‘Check, Clean & Dry’ – Keeping Our Waterways Protected

April 14, 2011

April 16th marks opening day of fishing season and is also a welcome back sign to our state’s waterways. As we all begin revisiting and using Connecticut’s rivers, lakes and streams, we will need to take extra precautions to keep these waters clean.

To better highlight that need, I recently worked with the Department of Environmental Protection (DEP) and the Lower Farmington River & Salmon Brook Wild & Scenic Study to focus in on an invasive algae confirmed growing in the west branch of the Farmington River. Didymosphenia geminata, more commonly called ‘didymo,’ is a freshwater algae most frequently found in cold, shallow moving waterways with rocky bottoms – like that of the Farmington River. When didymo blooms, it can form thick mats of material that have the consistency of wet wool or home insulation. The mats, usually brown in color, grow along the bottoms of rivers and streams. Because of its slimy appearance, some even refer to didymo as ‘rock snot.’ The good news is that didymo does not present any hazards to people or pets. However, this aesthetically unappealing algae does have the potential to alter food webs and degrade habitats for many Connecticut trout rivers.
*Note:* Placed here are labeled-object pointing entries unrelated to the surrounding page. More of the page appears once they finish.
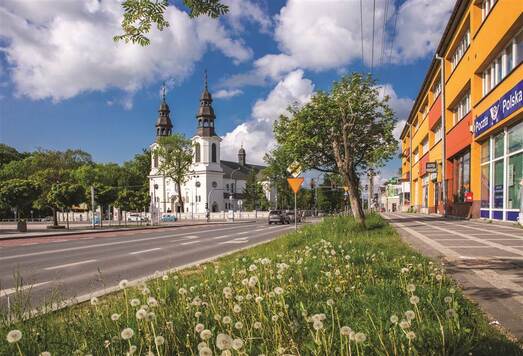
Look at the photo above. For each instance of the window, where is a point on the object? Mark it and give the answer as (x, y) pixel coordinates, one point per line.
(197, 152)
(462, 108)
(438, 131)
(460, 50)
(436, 88)
(213, 153)
(486, 6)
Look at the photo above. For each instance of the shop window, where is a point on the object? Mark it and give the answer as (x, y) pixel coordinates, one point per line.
(461, 176)
(515, 138)
(514, 176)
(485, 186)
(498, 184)
(485, 151)
(499, 145)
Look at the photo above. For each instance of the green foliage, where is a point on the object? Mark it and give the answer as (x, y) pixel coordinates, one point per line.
(311, 284)
(140, 16)
(19, 194)
(343, 131)
(174, 159)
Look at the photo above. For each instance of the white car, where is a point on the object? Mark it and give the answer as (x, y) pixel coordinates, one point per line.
(136, 217)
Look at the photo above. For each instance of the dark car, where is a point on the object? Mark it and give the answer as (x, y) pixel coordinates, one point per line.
(278, 217)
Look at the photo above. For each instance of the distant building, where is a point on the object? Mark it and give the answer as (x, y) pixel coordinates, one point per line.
(211, 181)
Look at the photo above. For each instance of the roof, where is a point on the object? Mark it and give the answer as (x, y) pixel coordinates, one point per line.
(240, 172)
(459, 9)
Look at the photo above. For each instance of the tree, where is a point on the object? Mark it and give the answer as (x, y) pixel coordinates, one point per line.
(140, 16)
(254, 198)
(18, 194)
(174, 160)
(65, 195)
(343, 131)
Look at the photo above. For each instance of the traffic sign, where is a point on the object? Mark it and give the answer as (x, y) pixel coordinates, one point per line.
(295, 183)
(295, 169)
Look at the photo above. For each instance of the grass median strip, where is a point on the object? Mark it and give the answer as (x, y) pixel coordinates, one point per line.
(328, 289)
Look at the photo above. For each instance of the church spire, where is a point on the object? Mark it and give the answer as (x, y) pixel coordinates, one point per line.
(163, 123)
(205, 115)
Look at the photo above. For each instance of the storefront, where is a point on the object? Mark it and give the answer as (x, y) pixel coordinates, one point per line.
(502, 157)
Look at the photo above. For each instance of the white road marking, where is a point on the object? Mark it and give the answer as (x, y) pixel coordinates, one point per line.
(69, 265)
(111, 243)
(6, 292)
(190, 243)
(144, 251)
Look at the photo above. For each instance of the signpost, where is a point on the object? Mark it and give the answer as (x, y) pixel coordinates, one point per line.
(295, 184)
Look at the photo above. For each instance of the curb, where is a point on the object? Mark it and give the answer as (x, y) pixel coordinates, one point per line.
(121, 229)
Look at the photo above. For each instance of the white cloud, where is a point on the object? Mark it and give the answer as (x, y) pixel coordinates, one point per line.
(256, 134)
(58, 49)
(227, 94)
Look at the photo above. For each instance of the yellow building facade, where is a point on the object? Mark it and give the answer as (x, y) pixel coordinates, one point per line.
(462, 146)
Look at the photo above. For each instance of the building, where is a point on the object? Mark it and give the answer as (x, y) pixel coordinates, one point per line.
(211, 182)
(462, 146)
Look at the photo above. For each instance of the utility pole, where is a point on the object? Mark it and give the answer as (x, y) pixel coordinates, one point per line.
(92, 207)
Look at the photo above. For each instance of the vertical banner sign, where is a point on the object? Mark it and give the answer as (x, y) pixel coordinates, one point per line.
(295, 184)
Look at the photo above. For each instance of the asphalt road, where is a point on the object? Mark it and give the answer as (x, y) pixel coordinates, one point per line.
(80, 266)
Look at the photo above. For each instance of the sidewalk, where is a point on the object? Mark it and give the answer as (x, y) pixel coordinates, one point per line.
(12, 234)
(485, 259)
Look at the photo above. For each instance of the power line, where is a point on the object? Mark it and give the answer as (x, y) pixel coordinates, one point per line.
(361, 23)
(393, 35)
(373, 22)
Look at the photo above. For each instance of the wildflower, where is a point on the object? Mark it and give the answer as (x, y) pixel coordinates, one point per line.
(223, 342)
(237, 344)
(317, 325)
(404, 324)
(199, 327)
(360, 337)
(409, 314)
(127, 333)
(135, 302)
(115, 317)
(124, 283)
(206, 334)
(141, 314)
(414, 300)
(14, 336)
(205, 351)
(345, 330)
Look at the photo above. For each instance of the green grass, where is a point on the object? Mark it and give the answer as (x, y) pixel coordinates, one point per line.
(312, 284)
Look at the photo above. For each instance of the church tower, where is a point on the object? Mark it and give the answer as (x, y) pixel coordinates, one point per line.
(206, 181)
(164, 125)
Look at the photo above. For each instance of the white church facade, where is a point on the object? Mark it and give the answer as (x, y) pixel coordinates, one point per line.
(212, 184)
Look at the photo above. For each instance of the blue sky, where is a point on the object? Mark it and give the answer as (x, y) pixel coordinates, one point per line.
(65, 84)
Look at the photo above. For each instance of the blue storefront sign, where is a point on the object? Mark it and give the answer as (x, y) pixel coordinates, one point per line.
(502, 108)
Didymo, first found in the northeastern United States in 2007 (Vermont), has spread to many nearby states including New Hampshire, New York, Pennsylvania, Maryland, West Virginia and Virginia. This algae most often gets into different waterways through human transfer. The microscopic cells can cling to fishing gear, boating equipment and clothing if not properly cleaned after use in an affected area. Didymo will also grow and may spread naturally through moving waters. It is important to note that there is nothing that can be done to eradicate didymo when in its natural habitat of river and stream beds.
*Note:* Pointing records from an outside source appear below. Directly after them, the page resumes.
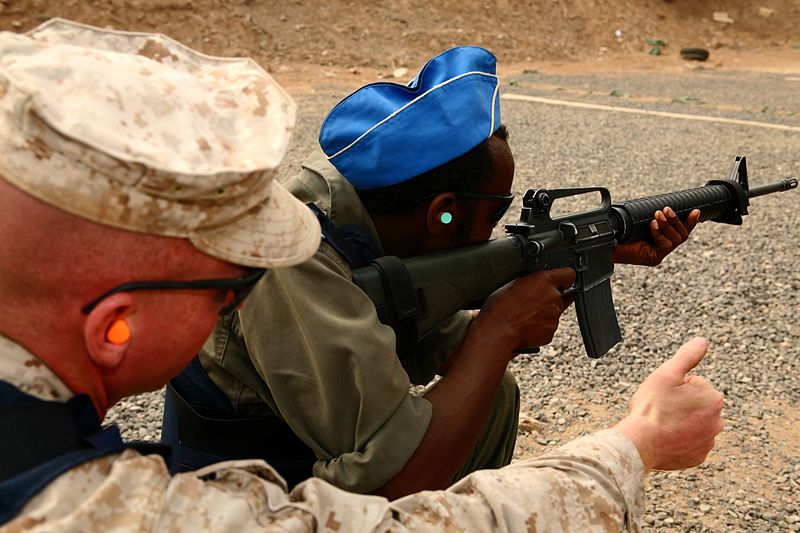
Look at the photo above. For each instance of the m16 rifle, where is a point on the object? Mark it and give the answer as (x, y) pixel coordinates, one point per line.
(416, 294)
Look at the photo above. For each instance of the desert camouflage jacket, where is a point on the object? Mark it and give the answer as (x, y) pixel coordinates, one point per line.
(594, 483)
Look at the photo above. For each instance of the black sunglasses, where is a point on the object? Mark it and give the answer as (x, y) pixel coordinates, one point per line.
(240, 287)
(504, 200)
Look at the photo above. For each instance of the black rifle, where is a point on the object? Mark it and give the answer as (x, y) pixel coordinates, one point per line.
(416, 294)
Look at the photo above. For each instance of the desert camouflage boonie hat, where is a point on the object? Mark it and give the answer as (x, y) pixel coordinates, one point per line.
(139, 132)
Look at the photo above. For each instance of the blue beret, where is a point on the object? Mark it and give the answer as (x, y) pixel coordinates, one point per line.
(386, 133)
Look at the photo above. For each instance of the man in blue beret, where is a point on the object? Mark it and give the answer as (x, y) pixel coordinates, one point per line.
(306, 376)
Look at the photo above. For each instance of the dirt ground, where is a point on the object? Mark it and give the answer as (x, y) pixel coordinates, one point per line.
(336, 46)
(345, 44)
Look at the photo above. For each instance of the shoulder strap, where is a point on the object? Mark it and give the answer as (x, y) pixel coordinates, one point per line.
(351, 242)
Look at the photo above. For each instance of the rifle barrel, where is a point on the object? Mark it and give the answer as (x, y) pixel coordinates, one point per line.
(778, 186)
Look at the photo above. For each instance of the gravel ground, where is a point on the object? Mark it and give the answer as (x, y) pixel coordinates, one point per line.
(738, 286)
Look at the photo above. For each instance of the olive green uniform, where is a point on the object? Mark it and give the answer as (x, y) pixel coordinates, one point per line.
(309, 348)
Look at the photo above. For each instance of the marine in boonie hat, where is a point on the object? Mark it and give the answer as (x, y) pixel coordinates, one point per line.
(386, 133)
(139, 132)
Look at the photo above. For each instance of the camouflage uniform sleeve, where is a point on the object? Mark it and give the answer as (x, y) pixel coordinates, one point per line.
(591, 484)
(594, 483)
(133, 493)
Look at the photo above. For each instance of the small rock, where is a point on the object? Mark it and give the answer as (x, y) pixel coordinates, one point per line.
(722, 16)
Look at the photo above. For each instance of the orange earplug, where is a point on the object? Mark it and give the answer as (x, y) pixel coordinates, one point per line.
(119, 332)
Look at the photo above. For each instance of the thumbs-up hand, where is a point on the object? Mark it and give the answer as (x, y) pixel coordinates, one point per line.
(673, 418)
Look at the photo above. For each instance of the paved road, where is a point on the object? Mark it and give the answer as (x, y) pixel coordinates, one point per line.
(739, 286)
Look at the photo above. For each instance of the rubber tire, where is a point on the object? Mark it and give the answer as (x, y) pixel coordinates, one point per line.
(696, 54)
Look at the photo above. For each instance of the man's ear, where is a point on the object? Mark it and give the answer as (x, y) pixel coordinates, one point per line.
(442, 216)
(109, 330)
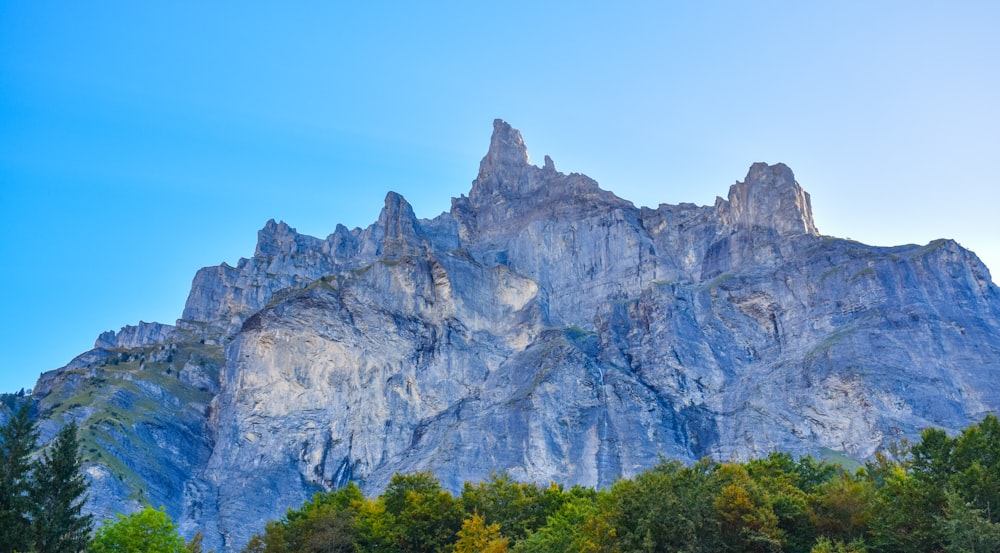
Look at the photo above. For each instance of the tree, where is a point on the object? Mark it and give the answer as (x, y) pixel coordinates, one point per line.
(147, 531)
(58, 496)
(518, 508)
(478, 537)
(966, 529)
(17, 440)
(425, 517)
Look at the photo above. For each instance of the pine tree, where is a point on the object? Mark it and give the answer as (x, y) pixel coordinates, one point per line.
(17, 440)
(58, 497)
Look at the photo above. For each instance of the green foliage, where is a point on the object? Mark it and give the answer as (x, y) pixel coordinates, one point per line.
(478, 537)
(58, 495)
(936, 495)
(17, 440)
(563, 531)
(147, 531)
(518, 508)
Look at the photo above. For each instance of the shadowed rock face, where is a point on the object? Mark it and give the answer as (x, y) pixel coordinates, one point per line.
(543, 326)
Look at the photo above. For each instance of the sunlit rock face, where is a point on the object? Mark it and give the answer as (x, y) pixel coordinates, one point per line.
(545, 327)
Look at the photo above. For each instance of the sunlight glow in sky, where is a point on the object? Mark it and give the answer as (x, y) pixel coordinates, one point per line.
(140, 141)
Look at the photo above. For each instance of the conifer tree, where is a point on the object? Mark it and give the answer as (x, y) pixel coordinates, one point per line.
(58, 497)
(17, 440)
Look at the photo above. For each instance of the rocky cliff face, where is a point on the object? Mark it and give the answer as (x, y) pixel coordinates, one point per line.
(543, 326)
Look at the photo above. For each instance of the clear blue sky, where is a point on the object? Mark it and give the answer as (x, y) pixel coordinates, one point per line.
(140, 141)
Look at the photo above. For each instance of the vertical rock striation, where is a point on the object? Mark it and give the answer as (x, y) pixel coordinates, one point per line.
(543, 326)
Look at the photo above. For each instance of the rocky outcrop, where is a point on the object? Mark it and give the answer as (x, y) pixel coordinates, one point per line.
(542, 326)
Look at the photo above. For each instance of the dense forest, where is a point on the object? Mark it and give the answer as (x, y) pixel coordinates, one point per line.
(941, 493)
(938, 494)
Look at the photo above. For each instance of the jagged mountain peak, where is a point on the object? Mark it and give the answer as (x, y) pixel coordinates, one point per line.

To help prevent the spread of didymo there are a number of precautionary steps you can take. The DEP recommends that everyone ‘check, clean and dry’ all their equipment after use, especially in the Farmington River. Before leaving the water, it is important to check for and remove all obvious clumps of algae and plant material from fishing gear, waders, clothing, footwear, canoes, kayaks, tubes, sculls, power boats and anything else that has been in the water. If materials are found, leave them at the site or dispose of them in a trash receptacle. Proper cleaning is the next step. It is advised that you soak and scrub hard items with hot water (140° F) for at least one minute and do the same with absorbent items for at least 40 minutes. You may also use a very diluted bleach (2%) or detergent (5%) solution to clean with. If this method is used, DEP recommends that washing take place at your residence and away from the waterways. And last, DEP recommends drying all items for at least 48 hours to kill or reduce the spread of didymo.

Other small things fisherman can do to limit algae growth is to consider alternatives to felt soled waders. Internally, the DEP no longer allows staff to wear waders with a felt sole as they are highly absorbent and difficult to clean. Some states have even banned these types of waders all together in an effort to safeguard waterways. Fishermen are encouraged to use rubber soled waders and those who like waders with a better grip can try using boots such as Korkers.
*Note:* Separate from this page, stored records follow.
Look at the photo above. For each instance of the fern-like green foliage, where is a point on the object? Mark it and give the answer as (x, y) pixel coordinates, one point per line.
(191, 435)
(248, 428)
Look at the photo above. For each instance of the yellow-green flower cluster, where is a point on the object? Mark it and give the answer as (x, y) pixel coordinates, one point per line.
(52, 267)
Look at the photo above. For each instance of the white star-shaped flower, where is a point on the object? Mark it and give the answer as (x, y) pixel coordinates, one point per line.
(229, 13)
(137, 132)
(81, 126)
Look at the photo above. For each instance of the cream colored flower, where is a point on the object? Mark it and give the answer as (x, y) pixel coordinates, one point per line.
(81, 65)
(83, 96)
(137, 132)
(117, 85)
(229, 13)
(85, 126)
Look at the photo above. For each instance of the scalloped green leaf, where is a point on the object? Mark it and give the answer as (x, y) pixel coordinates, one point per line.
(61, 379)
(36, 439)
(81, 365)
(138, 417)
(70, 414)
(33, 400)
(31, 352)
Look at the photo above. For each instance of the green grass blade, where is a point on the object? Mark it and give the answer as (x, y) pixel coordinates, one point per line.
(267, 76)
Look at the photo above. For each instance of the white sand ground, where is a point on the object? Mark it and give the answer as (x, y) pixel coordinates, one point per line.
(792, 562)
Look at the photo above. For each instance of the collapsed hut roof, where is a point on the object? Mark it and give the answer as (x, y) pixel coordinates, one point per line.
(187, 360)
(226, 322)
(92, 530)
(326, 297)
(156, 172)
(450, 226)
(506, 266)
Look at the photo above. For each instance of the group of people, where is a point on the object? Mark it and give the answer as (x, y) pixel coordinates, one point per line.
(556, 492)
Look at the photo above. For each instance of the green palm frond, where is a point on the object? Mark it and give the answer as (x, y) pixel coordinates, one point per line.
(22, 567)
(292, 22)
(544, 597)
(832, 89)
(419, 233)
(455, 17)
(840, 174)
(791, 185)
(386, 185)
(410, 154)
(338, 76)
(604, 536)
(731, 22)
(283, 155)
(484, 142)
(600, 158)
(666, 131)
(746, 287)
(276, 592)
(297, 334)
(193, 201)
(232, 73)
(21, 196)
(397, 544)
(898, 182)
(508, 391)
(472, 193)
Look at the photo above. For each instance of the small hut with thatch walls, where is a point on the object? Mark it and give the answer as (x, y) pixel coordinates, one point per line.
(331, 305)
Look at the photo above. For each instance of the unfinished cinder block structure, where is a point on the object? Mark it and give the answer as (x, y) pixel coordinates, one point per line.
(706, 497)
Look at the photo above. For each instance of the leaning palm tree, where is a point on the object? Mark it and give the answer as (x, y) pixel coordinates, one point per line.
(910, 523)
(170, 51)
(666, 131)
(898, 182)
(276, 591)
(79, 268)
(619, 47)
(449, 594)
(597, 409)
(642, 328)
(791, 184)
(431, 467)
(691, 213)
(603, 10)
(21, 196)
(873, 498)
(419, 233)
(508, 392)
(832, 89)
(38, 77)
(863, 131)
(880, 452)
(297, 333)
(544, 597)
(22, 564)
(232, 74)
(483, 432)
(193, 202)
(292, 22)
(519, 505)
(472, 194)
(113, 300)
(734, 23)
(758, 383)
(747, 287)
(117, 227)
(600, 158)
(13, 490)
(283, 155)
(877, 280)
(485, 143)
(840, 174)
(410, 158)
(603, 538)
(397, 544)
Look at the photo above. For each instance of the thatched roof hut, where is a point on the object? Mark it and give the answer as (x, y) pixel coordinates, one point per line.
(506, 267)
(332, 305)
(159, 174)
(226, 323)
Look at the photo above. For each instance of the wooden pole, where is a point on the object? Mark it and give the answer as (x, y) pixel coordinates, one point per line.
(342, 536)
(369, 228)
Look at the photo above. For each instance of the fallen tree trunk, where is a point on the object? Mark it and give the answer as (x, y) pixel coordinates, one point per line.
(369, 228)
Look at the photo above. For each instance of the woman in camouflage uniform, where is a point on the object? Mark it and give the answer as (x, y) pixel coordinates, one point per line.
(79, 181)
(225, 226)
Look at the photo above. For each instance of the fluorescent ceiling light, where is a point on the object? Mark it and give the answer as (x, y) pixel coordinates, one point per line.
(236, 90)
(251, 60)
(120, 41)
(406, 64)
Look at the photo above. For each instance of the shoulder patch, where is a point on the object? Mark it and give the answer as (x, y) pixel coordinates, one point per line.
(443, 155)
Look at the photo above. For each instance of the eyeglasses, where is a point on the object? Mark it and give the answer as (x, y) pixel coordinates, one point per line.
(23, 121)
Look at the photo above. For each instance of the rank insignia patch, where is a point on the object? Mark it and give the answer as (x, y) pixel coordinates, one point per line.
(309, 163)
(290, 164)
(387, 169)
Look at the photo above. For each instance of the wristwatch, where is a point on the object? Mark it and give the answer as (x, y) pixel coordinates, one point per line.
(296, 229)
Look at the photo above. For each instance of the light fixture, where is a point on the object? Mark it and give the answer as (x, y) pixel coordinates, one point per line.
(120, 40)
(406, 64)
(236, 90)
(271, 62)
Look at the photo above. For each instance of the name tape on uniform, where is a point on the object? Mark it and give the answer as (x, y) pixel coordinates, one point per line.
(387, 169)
While there are no state laws specifically dealing with didymo, there are current state laws pertaining to invasive plant life. Under state law, boaters must inspect their vessel or trailer for vegetation and then properly remove and dispose of any vegetation before transport. Failure to comply will result in a $95 fine per violation. In Connecticut a ‘vessel’ (sec. 15-127) includes every description of a water craft, other than a seaplane, used or capable of being used as a means of transportation on the water – meaning tubes to motorboats fall under the definition of a vessel and this law.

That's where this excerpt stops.